Alleged of making untrustworthy comments about former headmistress of her Leadership Academy for Girls, Oprah Winfrey will have to defend herself against Nomvuyo Mzamane in March 29 trial.
Oprah Winfrey will have to defend herself in a defamation suit over comments she made about the former headmistress of her all-girls school in South Africa, a judge has ruled. The talk show host has been ordered to attend trial in Philadelphia, Pennsylvania on March 29. Former headmistress Nomvuyo Mzamane accused Winfrey of suggesting she was not trustworthy in comments she made during a 2007 press conference following a sex abuse scandal at the Oprah Winfrey Leadership Academy for Girls, near Johannesburg.
A dorm matron was later charged with abusing students.
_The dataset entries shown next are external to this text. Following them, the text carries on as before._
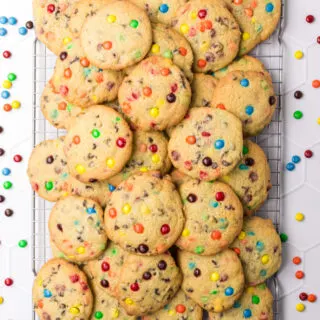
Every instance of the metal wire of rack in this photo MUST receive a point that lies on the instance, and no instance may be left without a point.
(269, 52)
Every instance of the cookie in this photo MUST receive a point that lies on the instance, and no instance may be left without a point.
(245, 63)
(251, 179)
(207, 144)
(255, 303)
(214, 217)
(76, 228)
(249, 96)
(81, 83)
(106, 269)
(212, 31)
(144, 215)
(48, 171)
(147, 284)
(61, 291)
(259, 248)
(160, 11)
(98, 145)
(99, 191)
(202, 88)
(149, 153)
(51, 21)
(117, 36)
(180, 307)
(257, 20)
(105, 306)
(168, 43)
(81, 10)
(155, 95)
(214, 282)
(56, 109)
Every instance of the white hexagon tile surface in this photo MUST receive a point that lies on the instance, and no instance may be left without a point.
(301, 187)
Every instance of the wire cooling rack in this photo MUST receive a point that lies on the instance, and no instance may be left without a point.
(269, 52)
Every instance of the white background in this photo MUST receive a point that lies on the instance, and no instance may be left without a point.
(301, 187)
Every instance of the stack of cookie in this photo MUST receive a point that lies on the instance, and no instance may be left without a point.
(140, 86)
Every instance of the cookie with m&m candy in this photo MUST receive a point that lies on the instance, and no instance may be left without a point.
(251, 179)
(259, 249)
(257, 20)
(76, 228)
(214, 282)
(117, 36)
(212, 31)
(159, 10)
(250, 96)
(180, 307)
(48, 170)
(149, 153)
(61, 283)
(144, 214)
(207, 144)
(98, 144)
(147, 284)
(255, 303)
(214, 217)
(81, 83)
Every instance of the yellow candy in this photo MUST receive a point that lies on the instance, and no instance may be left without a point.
(185, 232)
(112, 18)
(171, 312)
(154, 112)
(115, 313)
(74, 310)
(265, 259)
(298, 54)
(110, 162)
(245, 36)
(300, 307)
(242, 235)
(126, 208)
(144, 209)
(67, 40)
(15, 104)
(215, 276)
(299, 216)
(184, 28)
(155, 48)
(155, 158)
(80, 169)
(7, 84)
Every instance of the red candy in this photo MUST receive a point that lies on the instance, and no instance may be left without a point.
(219, 196)
(165, 229)
(8, 282)
(310, 18)
(121, 142)
(105, 266)
(6, 54)
(134, 286)
(308, 153)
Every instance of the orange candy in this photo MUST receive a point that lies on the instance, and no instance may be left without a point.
(107, 45)
(191, 140)
(76, 140)
(138, 228)
(112, 212)
(84, 62)
(180, 308)
(312, 298)
(316, 83)
(147, 91)
(62, 106)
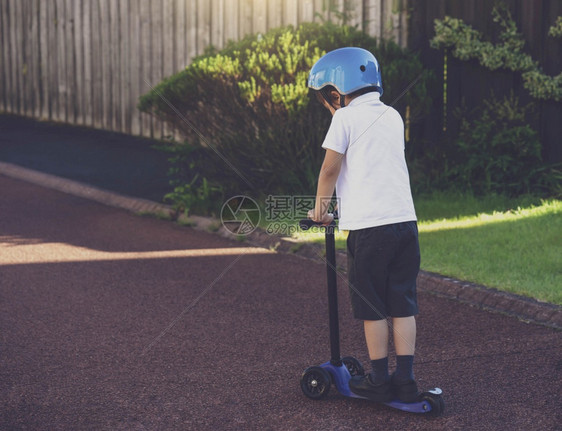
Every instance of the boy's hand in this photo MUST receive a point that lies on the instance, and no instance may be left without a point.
(324, 219)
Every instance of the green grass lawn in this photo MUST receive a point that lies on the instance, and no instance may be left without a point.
(514, 245)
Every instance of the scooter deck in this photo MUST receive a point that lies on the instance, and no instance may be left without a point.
(341, 376)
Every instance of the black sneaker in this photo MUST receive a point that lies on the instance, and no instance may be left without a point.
(364, 387)
(406, 392)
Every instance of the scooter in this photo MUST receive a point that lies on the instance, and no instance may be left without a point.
(317, 380)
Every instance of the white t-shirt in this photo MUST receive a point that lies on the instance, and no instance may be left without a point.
(373, 186)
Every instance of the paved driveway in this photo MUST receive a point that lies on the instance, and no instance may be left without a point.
(110, 321)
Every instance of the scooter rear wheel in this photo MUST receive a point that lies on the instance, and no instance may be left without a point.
(315, 383)
(436, 402)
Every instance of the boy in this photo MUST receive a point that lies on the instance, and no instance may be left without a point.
(365, 163)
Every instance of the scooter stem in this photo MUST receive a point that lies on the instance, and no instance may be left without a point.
(333, 296)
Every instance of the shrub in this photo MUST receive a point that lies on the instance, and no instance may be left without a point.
(247, 113)
(498, 152)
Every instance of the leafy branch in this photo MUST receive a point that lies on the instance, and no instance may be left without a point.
(467, 43)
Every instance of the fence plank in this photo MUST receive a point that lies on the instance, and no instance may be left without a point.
(307, 11)
(26, 59)
(3, 92)
(231, 22)
(146, 60)
(70, 53)
(203, 25)
(78, 52)
(259, 16)
(217, 23)
(246, 17)
(134, 55)
(180, 35)
(87, 82)
(114, 49)
(124, 66)
(61, 67)
(15, 54)
(291, 12)
(274, 13)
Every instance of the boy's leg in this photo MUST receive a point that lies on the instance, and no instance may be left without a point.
(376, 336)
(375, 385)
(404, 331)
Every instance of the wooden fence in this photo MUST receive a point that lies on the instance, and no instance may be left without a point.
(468, 83)
(86, 62)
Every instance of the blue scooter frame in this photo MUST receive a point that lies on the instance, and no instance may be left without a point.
(316, 380)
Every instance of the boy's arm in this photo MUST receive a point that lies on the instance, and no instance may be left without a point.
(326, 183)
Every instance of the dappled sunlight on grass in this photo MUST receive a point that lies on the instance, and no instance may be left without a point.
(489, 218)
(517, 251)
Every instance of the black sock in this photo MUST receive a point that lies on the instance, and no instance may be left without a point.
(404, 369)
(379, 374)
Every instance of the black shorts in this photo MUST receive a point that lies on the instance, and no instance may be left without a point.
(383, 265)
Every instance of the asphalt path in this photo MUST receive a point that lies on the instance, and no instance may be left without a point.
(112, 321)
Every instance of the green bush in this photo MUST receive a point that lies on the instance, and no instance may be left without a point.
(257, 128)
(497, 151)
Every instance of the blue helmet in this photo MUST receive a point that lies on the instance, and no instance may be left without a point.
(346, 69)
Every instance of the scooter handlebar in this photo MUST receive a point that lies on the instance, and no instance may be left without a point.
(307, 223)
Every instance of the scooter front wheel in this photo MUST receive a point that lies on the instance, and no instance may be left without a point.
(435, 401)
(315, 383)
(353, 366)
Following the scandal, the principal's contract was not renewed and she returned to her adopted Philadelphia in the hope of finding work. Mzamane claims she was unable to find work because of Winfrey's comments.
Judge Eduardo Robreno has agreed that Winfrey's comments were potentially defamatory and he has refused to dismiss the suit against the talk show host. In calling for the trial, Robreno says, "The implication that (Mzamane) was aware of abuse by the dorm parents and did not react accordingly is capable of defamatory meaning as it ascribes conduct which would render her unfit for her profession as an educator."